See also: https://github.com/geomagpy/magpy/

ciaranbe commented 3 years ago

Thanks for the analysis and comments @smithara. There has been a proliferation of codes that evaluate the IGRF coefficients, so I agree that it should be sorted out. I will take this comment to the IAGA2021 meeting and ask the interested scientists what we should do.

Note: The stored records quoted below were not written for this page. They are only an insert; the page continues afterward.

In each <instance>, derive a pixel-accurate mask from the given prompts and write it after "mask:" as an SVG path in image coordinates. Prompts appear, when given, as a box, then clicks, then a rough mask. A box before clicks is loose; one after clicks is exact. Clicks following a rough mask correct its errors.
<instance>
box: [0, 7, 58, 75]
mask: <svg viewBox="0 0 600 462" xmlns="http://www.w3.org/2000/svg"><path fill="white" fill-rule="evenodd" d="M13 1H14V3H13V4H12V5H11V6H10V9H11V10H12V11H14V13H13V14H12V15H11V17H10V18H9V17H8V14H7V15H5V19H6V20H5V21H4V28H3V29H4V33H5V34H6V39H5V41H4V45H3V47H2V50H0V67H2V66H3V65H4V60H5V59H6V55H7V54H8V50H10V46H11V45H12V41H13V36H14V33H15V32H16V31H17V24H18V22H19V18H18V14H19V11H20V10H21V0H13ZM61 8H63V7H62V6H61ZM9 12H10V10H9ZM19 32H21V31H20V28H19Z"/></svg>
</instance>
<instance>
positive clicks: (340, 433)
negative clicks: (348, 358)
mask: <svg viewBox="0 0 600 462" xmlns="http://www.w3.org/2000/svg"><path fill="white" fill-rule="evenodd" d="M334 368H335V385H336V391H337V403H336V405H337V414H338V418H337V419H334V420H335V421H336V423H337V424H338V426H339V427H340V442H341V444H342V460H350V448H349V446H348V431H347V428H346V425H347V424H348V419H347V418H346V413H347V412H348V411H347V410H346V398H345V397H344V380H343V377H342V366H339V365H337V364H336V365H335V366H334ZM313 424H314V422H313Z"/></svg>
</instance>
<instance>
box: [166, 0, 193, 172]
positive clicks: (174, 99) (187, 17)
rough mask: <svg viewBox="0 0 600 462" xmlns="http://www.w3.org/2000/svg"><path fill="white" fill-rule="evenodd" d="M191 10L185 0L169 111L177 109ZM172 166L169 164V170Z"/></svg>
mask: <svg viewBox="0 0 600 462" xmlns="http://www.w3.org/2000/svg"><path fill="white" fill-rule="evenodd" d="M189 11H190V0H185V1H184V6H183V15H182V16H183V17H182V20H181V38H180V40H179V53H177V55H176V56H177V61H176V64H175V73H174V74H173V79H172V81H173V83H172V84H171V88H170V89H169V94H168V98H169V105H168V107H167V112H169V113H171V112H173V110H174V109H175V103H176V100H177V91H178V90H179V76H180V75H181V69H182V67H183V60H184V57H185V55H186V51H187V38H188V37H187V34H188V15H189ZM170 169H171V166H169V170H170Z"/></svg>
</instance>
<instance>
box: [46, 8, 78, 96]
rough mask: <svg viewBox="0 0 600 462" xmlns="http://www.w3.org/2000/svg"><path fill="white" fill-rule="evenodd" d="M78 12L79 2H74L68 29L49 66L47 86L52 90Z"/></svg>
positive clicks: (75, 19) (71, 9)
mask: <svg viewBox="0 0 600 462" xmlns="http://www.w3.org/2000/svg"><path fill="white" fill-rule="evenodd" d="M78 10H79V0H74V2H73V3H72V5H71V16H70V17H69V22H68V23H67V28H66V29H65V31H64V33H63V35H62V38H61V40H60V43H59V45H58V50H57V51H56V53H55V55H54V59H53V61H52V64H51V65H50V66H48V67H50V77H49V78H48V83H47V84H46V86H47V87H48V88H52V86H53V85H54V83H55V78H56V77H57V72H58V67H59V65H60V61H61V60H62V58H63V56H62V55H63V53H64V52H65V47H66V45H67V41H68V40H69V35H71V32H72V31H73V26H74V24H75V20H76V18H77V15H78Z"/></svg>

smithara commented 3 years ago

Another to add to the list: Kalle also recently made quite a clean implementation: https://github.com/klaundal/ppigrf

I was part of a discussion about this in the recent CEDAR meeting (slides here). Evidently, making a forwards evaluation is simple but what is lacking is the coordination. Beyond just the forwards evaluation, it would also be useful to gather together some simple utilities like coordinate conversion (geodetic/geocentric..) and an interface for field line tracing directly, etc. It should also be pure Python to avoid more complex maintenance.

We could gather together a list of desired features, and figure out how to transition to something that will fit many use cases, and be reliable and endorsed by IAGA

s-m-e commented 2 years ago

Just came across this discussion - truly wonderful title. May I add one more to the list, pyCRGI (Champ de Référence Géomagnétique International), created by myself ;) ? In all seriousness, it's a lot of implementations. This does not need to be a bad thing - competition is usually good and I like when science gets reproduced. However, what I found when I entered this arena was that few of the many implementations had been properly tested or verified. Besides, almost everyone of them had its smaller or bigger issues, anything from structure, design, speed, packaging, documentation etc. pyIGRF by zzyztyy was by far not the best, but it was (a) the one closest to IAGA's original Fortran implementation and, given the previous constraint, (b) the most "pure Python" one. So I based my work on it. I needed something I could trust, fast and verified. Had I known ppigrf - I probably would not have done it and instead added verification & test code to it. Long story short: If someone wants to coordinate, count me in.


I added a list of alternative implementations to my project.

smithara commented 8 months ago

I've also stumbled across https://github.com/mattkjames7/libinternalfield which is used as part of the JUICE mission (via https://github.com/mattkjames7/JupiterMag). Interesting since it includes a lot of planetary field models.

Since we will be releasing the IGRF 2025 at the end of this year, we ought to get this sorted out by then. We now have the https://github.com/IAGA-VMOD org, so I'd say we should put something there for the authoritative IAGA implementation together with links to some of the other implementations (and why someone might pick one of those instead).

willjbrown88 commented 6 months ago

@smithara @ciaranbe An important point about testing and functionality that I've just come to by roundabout means - most implementations don't perform the time variation calculations, and when they do they do not always get the non-linear time variation of the H, F, I, D components correct, or the stepwise nature of IGRF time variation.

From my (probably incomplete) survey, the official Fortran and C, and this Python implementation are the only ones that calculate the time variation correctly.

The pip pyIGRF version is very commonly used as it's easy to find and install but produces incorrect SV for either side of the main field coefficient change dates (I've raised an issue for this with a fix, but haven't put a pull request together).